The former student said he last downloaded pornography on that computer in July 2009, “not too long before Father Gruber fell off the face of the earth. I didn’t know where he went.”
The priest’s office also was locked, the former student said. Father Gruber was scheduled for a sabbatical, the former student said, so it was November before he heard rumors that the priest had been banned from ministry because pornography was found on his computer. The former student said he was sure it was his fault.
He relayed a message to Father Gruber through an intermediary, he said, asking what he should do. Father Gruber sent word not to reveal what he had done, he said.
The reasons the priest gave were that he didn’t want anyone to think that he had pressured a penitent to reveal what had been said in confession. He also feared the former student was too emotionally fragile to withstand revelation of his secrets.
If this is all true, Fr. Gruber’s defense of the seal of confession is the only thing he could do. Comparisons to Hitchcock’s ‘I Confess’ are already abounding.
The student has come forward now to try and undo the damage.
This is a truly interesting story that we will keep an eye on…
October 7, 2010 at 4:50 am
Fr. Mark is a continual inspiration to me and is a large part of the pursuit of my priestly vocation. This story illustrates the deep integrity of this man.
Thank you so much, Patrick, for grabbing a hold of this story. Much has been done to ruin his good name; spreading the word of his heroic virtue will go a long way to repairing the damages.
Please pray that the Vatican acts quickly to restore his priestly faculties. Though he has faithfully acted out the role of victim over the past fourteen months, he anxiously awaits being able to once again shepherd souls.
October 7, 2010 at 2:57 pm
Anon at 11:24PM: My understanding is that even invoking the seal, in this case, may have pointed to the guilty party, so no, Father could not have publicly invoked it.

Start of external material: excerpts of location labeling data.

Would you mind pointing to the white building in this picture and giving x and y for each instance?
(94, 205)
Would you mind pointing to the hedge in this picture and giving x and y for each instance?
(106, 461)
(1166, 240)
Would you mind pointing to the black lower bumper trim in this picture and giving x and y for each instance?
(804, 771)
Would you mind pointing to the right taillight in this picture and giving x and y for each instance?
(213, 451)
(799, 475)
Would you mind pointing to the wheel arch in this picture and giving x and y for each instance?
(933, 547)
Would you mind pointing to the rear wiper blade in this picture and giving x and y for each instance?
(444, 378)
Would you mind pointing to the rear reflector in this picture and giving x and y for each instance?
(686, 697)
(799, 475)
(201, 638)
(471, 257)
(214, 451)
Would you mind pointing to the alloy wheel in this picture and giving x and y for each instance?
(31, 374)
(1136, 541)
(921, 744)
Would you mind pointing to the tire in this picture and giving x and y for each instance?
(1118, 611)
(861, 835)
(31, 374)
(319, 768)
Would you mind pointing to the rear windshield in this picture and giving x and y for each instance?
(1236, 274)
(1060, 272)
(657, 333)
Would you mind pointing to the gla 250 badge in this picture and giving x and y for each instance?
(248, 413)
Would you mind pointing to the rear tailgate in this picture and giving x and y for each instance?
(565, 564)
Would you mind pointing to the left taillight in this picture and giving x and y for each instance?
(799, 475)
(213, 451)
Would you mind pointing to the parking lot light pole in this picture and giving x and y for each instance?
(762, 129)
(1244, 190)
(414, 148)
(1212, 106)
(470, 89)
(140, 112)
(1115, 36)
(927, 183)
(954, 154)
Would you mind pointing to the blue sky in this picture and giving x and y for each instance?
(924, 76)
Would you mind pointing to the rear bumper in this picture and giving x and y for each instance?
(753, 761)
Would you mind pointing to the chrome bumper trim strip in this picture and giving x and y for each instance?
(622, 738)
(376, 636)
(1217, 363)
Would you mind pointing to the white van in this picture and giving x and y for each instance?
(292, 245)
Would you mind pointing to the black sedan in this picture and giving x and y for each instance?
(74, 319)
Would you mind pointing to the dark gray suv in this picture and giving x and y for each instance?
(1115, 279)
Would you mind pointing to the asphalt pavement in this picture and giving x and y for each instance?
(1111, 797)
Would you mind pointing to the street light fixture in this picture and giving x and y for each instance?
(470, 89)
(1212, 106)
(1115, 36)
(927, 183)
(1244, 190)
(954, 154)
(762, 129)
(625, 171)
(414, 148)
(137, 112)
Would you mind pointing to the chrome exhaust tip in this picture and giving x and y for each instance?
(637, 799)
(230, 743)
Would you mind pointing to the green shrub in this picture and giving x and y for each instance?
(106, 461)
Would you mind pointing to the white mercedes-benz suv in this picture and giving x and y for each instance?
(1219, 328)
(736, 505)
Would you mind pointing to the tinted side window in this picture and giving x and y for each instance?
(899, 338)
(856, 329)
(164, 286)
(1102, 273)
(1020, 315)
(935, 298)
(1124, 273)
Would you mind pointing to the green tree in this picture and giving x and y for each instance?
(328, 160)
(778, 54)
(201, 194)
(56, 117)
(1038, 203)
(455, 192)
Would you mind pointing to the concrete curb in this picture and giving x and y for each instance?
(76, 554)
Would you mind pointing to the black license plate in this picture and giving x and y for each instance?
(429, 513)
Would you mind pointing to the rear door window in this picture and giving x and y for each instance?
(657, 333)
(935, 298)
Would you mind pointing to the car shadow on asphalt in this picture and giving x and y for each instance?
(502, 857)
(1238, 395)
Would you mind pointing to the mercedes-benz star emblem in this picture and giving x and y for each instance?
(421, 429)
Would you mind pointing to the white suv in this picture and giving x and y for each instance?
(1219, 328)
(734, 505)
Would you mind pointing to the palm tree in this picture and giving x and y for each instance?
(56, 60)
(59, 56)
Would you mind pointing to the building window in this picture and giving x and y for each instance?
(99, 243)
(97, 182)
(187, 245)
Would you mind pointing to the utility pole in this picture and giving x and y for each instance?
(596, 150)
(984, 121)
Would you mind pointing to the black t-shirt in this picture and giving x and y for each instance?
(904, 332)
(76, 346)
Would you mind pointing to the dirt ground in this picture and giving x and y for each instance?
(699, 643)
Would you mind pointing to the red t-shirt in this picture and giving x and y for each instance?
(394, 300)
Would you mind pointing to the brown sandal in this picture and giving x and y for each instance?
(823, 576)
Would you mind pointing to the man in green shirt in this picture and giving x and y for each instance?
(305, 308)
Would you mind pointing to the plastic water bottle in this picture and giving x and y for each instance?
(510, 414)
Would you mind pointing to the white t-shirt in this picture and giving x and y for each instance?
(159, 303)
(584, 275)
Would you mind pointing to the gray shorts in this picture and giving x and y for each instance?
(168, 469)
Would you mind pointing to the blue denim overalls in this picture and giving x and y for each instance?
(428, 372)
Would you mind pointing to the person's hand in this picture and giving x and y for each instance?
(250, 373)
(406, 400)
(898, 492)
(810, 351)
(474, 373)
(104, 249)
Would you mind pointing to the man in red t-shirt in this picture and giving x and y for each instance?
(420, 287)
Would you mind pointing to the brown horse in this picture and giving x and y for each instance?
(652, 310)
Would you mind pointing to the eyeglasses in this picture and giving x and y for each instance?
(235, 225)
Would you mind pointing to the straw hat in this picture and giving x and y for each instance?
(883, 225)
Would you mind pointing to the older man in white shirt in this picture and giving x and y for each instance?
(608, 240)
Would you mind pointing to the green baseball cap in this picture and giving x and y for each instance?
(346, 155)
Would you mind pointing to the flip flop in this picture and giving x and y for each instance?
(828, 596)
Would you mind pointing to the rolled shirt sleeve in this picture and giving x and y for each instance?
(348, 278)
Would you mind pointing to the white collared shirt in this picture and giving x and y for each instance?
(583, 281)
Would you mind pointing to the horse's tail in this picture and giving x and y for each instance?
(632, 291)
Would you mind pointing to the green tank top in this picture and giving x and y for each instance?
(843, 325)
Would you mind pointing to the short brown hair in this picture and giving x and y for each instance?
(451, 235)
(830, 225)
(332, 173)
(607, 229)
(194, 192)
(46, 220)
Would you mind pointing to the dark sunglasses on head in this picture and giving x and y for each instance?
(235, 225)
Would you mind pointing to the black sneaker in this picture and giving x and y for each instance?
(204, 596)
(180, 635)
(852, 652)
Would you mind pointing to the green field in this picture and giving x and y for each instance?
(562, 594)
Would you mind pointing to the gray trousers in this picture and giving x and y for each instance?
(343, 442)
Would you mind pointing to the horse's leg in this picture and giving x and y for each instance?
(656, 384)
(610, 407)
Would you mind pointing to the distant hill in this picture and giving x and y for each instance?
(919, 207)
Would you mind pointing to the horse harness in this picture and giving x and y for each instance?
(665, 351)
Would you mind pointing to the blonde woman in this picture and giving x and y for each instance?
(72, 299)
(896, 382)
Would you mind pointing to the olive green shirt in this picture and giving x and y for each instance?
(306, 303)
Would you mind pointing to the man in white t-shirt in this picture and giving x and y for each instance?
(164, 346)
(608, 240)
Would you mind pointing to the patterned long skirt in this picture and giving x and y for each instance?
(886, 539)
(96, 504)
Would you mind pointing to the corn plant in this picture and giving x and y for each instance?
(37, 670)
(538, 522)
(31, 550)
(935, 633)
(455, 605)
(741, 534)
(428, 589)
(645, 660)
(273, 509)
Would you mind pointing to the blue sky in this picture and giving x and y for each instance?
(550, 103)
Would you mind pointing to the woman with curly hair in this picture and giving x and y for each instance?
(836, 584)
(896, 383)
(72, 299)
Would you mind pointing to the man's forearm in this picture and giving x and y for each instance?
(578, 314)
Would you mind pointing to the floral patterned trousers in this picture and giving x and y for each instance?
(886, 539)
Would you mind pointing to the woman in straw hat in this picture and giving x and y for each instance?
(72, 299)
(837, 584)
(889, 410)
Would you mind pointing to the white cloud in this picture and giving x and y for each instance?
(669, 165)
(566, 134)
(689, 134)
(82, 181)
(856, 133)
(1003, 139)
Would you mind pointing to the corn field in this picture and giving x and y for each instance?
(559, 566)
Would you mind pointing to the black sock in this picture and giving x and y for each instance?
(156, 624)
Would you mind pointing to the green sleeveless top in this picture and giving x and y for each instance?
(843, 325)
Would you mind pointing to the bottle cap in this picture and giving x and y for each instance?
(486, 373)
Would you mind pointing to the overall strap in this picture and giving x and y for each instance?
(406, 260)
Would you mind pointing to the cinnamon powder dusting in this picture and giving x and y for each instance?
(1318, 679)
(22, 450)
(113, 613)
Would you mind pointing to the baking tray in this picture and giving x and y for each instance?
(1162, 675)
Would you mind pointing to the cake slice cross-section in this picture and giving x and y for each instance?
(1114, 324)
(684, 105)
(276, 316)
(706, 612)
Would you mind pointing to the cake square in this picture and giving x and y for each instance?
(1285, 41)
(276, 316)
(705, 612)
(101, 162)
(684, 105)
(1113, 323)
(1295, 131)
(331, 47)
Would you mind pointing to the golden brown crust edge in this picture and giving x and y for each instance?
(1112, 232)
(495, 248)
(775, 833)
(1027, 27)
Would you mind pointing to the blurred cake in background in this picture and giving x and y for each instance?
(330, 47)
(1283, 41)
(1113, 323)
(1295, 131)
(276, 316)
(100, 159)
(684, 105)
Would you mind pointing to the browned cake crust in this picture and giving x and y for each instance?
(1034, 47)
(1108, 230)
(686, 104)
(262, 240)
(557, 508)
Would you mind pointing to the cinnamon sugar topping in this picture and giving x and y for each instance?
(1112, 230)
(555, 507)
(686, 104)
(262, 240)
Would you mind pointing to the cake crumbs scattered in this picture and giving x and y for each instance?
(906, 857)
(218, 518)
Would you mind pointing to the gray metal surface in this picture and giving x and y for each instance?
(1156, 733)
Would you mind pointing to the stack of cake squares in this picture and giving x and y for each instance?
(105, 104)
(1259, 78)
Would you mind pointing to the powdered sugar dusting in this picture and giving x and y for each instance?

When could you invoke it? Well, suppose Father went to a prison, and it was public information that the prisoner was confessing (i.e., he asked to see a priest for Confession). If the warden asked him what they talked about, he could simply invoke the seal and leave it at that.
October 9, 2010 at 4:15 am
I have followed this story since last November and the mysterious thing to me (like anonymous above) is why this priest couldn't say simply, that he didn't do it. That breaks no seal of confession at all. Asked further he could simply say he had no more comment. NONE. Is he actually obliged to try to stop further investigation into who really did this?
And when the student confessed to him could he not have gone and expunged stuff from the computer? He should have been protecting the computer anyway.
Further, the stories in the Pittsburgh paper state clearly that whatever this student confessed to is insufficient to explain what was on the computer. I don't know if that's true or not but that's what the paper said..
And one of the things Father Mark did not like is that Saint Vincent College invited President Bush to be their commencement speaker a few years ago. That invitation seems to have torn parts of the Saint Vincent community apart. Just FYI.
October 10, 2010 at 9:26 pm
Father Gruber is a very conservative and doctrinally sound priest. I am sure any issues he had with Bush speaking at commencement had more to do with internal politics than external.
October 11, 2010 at 5:43 pm
Just a caveat:
While I have not spoken to him, I'd guess Fr. Gruber did "expunge" the porn as much as a average computer user can. However, any decent hacker can find lots of things on a hard drive that have been "expunged".